図の [参加履歴] テーブルには、いつ、どのコースに、誰が参加したのかの履歴がまとめられています。
このテーブルのデータをもとにピボットテーブルでコースごとの参加者数を求めると、Aコースが 20 名、B コース が 30名、C コースが 10 名となっています。
■[参加履歴] テーブル
しかし実は、同じコースに複数回参加している人がいるようです。

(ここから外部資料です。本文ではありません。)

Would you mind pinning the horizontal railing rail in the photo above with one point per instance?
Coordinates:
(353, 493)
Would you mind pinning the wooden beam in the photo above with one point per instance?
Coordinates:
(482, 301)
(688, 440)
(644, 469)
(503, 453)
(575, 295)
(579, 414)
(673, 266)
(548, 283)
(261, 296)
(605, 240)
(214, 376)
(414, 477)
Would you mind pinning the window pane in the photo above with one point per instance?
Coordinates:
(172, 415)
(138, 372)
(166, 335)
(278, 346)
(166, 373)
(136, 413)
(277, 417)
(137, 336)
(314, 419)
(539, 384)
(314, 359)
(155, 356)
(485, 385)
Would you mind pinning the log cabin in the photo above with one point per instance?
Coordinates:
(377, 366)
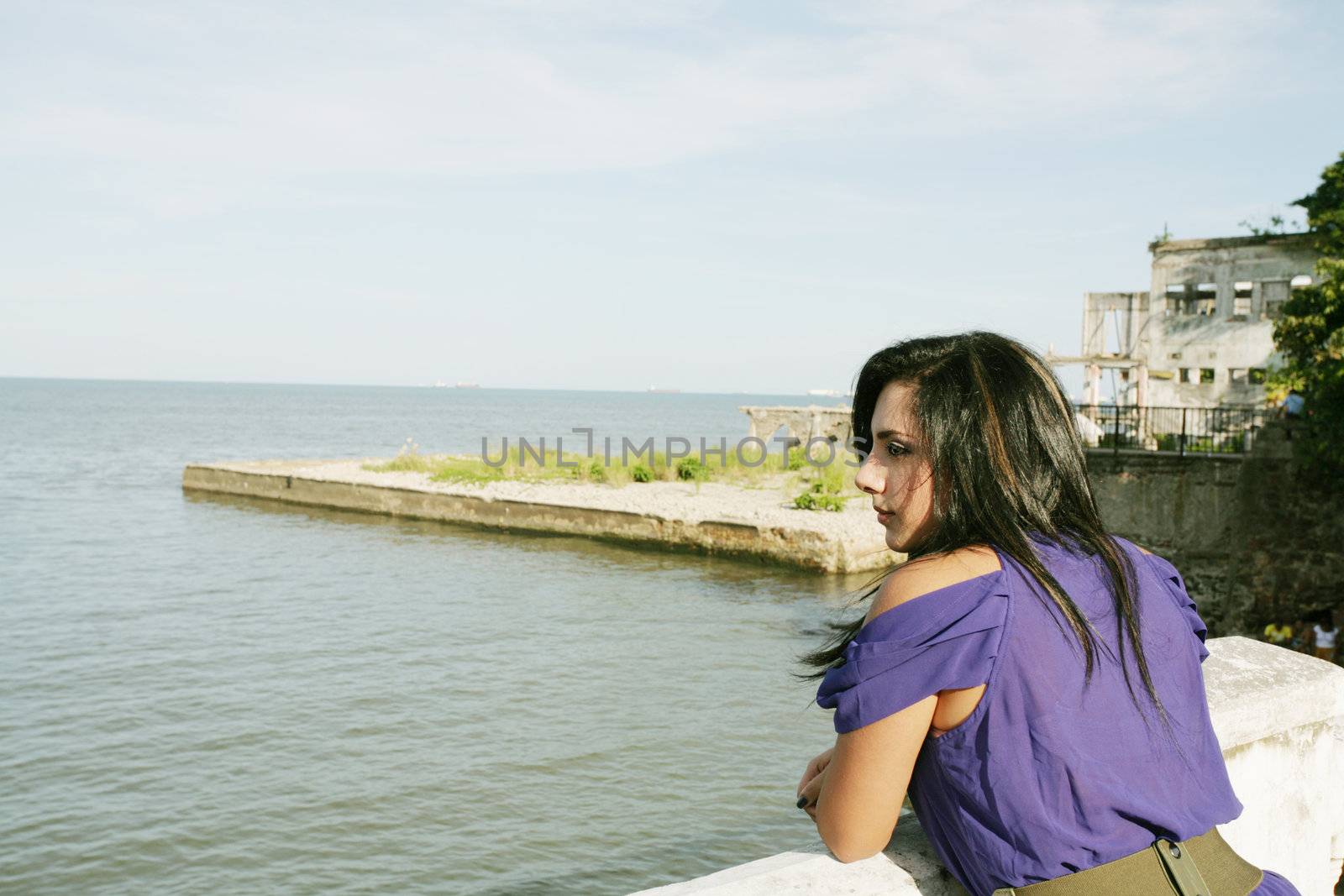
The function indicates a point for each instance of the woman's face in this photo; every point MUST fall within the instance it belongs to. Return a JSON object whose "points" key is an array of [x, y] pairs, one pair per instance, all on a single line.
{"points": [[898, 473]]}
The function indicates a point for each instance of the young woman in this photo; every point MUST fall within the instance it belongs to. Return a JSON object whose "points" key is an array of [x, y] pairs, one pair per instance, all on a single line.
{"points": [[1032, 681]]}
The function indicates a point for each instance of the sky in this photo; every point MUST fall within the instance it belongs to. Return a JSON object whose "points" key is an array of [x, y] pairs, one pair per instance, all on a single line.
{"points": [[609, 195]]}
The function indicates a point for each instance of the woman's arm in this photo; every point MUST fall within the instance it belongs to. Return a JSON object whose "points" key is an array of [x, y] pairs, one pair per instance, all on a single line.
{"points": [[859, 793], [857, 799]]}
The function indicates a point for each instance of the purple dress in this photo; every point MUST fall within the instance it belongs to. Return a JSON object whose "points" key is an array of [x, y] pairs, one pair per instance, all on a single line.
{"points": [[1046, 778]]}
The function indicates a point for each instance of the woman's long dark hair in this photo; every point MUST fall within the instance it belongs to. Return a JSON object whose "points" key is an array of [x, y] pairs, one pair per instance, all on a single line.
{"points": [[1007, 464]]}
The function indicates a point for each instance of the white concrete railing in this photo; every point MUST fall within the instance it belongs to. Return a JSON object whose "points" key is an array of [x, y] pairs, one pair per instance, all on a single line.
{"points": [[1280, 719]]}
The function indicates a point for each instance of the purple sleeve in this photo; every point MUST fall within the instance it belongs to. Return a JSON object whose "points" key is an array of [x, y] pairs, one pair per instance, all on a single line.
{"points": [[947, 638], [1176, 587]]}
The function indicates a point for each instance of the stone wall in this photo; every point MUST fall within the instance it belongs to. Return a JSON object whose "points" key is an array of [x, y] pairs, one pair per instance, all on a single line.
{"points": [[1280, 720], [1253, 542]]}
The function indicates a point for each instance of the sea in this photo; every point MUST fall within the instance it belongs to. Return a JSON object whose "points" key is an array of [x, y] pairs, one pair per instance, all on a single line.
{"points": [[214, 694]]}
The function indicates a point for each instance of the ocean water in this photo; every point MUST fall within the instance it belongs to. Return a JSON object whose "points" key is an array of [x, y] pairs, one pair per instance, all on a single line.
{"points": [[228, 696]]}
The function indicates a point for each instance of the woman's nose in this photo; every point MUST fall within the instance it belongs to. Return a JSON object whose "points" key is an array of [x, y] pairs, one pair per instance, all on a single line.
{"points": [[869, 477]]}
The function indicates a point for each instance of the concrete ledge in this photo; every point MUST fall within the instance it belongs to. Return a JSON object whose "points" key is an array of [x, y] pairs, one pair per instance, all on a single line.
{"points": [[848, 542], [1280, 719]]}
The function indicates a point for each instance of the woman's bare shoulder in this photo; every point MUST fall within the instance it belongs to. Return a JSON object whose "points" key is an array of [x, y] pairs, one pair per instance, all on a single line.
{"points": [[932, 573]]}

たとえば S01 という ID の人は全部で 3 回、参加しています。

ここでは重複しない個数をカウントしたいと考えているので、最終的に図のようなピボットテーブルでの集計をしたいと思っています。

しかし先ほど作成した単一テーブルをデータ ソースとしたピボットテーブルのままでは、値フィールドの設定から集計方法として [重複しない値の数] は選ぶことができないので、元データにユニーク カウントをするための列を用意する必要があります。

今回は別の方法を使って対応してみたいと考えています。
データ モデルへの追加
- [参加履歴] テーブルを選択して、リボンの [Power Pivot] タブの [テーブル] グループの [データ モデルに追加] をクリックします。
このタイミングで、別ウィンドウで Power Pivot for Excel が起動します。
- 追加したテーブルが Power Pivot for Excel のデータ ビューで確認できます。

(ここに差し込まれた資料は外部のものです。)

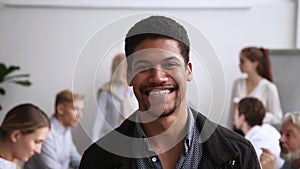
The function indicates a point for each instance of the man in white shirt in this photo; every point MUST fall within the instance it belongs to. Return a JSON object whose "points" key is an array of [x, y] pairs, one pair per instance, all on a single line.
{"points": [[58, 150], [289, 143], [249, 119]]}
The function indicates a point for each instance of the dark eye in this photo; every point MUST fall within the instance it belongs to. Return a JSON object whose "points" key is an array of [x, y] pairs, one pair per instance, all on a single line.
{"points": [[170, 65], [141, 68]]}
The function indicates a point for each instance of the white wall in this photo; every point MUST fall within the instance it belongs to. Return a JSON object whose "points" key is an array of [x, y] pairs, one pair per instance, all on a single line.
{"points": [[49, 43]]}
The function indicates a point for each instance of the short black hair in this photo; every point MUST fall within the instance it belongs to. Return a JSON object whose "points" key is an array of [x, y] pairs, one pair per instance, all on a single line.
{"points": [[157, 27]]}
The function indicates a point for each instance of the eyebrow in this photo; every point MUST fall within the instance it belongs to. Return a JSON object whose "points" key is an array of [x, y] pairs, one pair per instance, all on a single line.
{"points": [[171, 58]]}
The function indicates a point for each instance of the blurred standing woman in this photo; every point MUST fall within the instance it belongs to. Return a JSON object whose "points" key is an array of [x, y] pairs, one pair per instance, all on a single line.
{"points": [[255, 62], [22, 133]]}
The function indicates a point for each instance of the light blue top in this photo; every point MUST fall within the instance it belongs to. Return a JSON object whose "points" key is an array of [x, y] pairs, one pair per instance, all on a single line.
{"points": [[58, 150], [288, 165]]}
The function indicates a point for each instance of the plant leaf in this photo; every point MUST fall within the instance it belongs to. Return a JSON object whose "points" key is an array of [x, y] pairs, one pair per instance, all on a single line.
{"points": [[15, 76], [2, 91], [22, 82]]}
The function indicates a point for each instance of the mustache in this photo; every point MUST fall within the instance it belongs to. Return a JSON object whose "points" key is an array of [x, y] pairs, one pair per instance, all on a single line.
{"points": [[159, 86]]}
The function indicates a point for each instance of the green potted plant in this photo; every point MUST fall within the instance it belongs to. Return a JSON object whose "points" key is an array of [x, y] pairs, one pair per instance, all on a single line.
{"points": [[7, 76]]}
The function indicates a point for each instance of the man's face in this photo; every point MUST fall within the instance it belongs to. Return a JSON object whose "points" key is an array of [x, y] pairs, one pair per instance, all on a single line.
{"points": [[290, 141], [158, 75], [72, 112]]}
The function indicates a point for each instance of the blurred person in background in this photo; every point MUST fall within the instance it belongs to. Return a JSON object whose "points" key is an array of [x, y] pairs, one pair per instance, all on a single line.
{"points": [[22, 133], [59, 150]]}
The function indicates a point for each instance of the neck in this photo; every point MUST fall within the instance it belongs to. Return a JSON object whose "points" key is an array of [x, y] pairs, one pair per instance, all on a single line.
{"points": [[296, 163], [6, 150], [246, 128], [254, 78], [60, 120]]}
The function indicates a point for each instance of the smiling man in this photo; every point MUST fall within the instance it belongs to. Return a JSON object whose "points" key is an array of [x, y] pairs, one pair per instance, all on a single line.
{"points": [[165, 132]]}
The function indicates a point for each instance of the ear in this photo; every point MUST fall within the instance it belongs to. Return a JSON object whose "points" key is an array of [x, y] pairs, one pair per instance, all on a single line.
{"points": [[14, 135], [255, 63], [243, 117], [189, 71], [60, 109]]}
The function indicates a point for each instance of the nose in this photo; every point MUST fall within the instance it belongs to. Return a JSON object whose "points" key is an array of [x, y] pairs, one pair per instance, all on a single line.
{"points": [[282, 139], [38, 149], [158, 75]]}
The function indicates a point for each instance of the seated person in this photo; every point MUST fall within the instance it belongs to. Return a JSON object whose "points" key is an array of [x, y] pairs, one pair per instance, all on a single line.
{"points": [[22, 133], [59, 151], [249, 119], [289, 144]]}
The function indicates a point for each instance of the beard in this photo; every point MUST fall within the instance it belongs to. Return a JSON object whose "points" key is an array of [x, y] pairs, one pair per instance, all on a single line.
{"points": [[164, 110], [290, 156]]}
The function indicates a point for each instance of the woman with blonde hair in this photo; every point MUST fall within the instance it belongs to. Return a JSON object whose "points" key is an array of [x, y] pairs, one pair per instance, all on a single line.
{"points": [[255, 62], [22, 133]]}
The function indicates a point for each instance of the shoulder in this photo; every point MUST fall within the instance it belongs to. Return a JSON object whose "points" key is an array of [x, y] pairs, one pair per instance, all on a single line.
{"points": [[228, 143], [269, 85]]}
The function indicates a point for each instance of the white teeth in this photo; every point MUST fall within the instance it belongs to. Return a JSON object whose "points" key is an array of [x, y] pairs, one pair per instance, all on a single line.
{"points": [[159, 92]]}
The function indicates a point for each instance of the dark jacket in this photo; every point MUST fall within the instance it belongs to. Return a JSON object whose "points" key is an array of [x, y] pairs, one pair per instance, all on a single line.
{"points": [[223, 149]]}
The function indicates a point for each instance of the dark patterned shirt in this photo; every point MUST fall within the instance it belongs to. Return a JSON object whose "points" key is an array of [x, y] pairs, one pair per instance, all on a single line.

- Power Pivot for Excel のリボンの [ホーム] タブの [外部データの取り込み] グループの [ピボットテーブル] をクリックします。

- [ピボットテーブルの作成] ダイアログ ボックスで作成先を選択して [OK] をクリックします。

- 新しいピボットテーブルが作成され、フィールド リストにデータ モデルに追加したテーブルのフィールドが表示されます。

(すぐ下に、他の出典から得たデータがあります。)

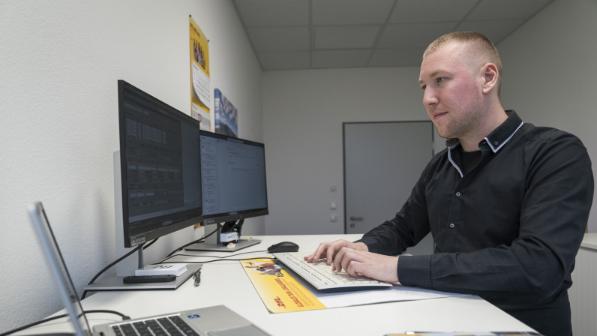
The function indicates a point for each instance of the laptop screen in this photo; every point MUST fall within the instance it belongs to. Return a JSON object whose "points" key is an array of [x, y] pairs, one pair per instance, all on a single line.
{"points": [[55, 261]]}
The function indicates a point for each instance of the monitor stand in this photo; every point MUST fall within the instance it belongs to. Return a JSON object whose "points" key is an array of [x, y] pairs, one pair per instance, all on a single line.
{"points": [[115, 283], [217, 245]]}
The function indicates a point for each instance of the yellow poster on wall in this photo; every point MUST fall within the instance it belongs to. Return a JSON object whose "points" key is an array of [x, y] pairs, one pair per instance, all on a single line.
{"points": [[279, 291], [200, 88]]}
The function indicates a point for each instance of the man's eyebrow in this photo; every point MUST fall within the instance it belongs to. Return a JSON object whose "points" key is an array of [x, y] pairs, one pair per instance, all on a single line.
{"points": [[433, 74]]}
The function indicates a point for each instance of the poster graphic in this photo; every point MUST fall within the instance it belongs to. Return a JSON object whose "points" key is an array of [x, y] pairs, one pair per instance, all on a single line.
{"points": [[200, 90], [226, 115]]}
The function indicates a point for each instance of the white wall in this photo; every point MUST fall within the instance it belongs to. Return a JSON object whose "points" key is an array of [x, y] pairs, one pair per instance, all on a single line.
{"points": [[550, 72], [60, 61], [303, 112]]}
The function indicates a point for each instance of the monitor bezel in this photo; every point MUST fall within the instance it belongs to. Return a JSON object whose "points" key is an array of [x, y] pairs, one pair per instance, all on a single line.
{"points": [[180, 219], [237, 215]]}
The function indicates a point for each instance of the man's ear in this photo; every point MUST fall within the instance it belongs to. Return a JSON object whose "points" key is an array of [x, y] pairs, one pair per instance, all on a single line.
{"points": [[490, 77]]}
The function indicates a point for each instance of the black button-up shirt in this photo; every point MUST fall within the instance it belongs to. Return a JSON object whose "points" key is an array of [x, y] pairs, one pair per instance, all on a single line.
{"points": [[508, 229]]}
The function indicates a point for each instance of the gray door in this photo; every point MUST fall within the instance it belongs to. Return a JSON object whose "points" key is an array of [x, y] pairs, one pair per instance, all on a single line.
{"points": [[382, 162]]}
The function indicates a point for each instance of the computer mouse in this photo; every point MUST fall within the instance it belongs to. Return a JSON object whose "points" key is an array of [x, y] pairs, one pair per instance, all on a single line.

- フィールド リストで [参加履歴] テーブルの [参加者] を [値] エリアへ、[コース] を [行] エリアへドラッグして、ピボットテーブルのフィールドを作成します。

-
[参加者] の値の個数が算出されます。この時点ではユニーク カウントにはなっていません。
[値フィールドの設定] ダイアログ ボックスを表示します。
-
データ モデルに追加したことによって、[値フィールドの設定] ダイアログ ボックスの [集計方法] で [重複しない値の数] を選べるようになっています。
[重複しない値の数] を選択して [OK] をクリックします。
- 値フィールドの集計方法が変更され、ユニーク カウント数が算出されます。

データ モデルとは、ワークシートとは別の場所であり、格納されている分析用のデータやリレーションシップのことです。データ モデルの確認やモデリングの際に使用するのが Power Pivot for Excel というツール、ということですね。
ユニーク カウントを求めるために、元データに列を追加して工夫するのも 1 つの方法であり、間違いではありません。ただ、最近の Excel には別の選択肢も用意されているよ、ということです。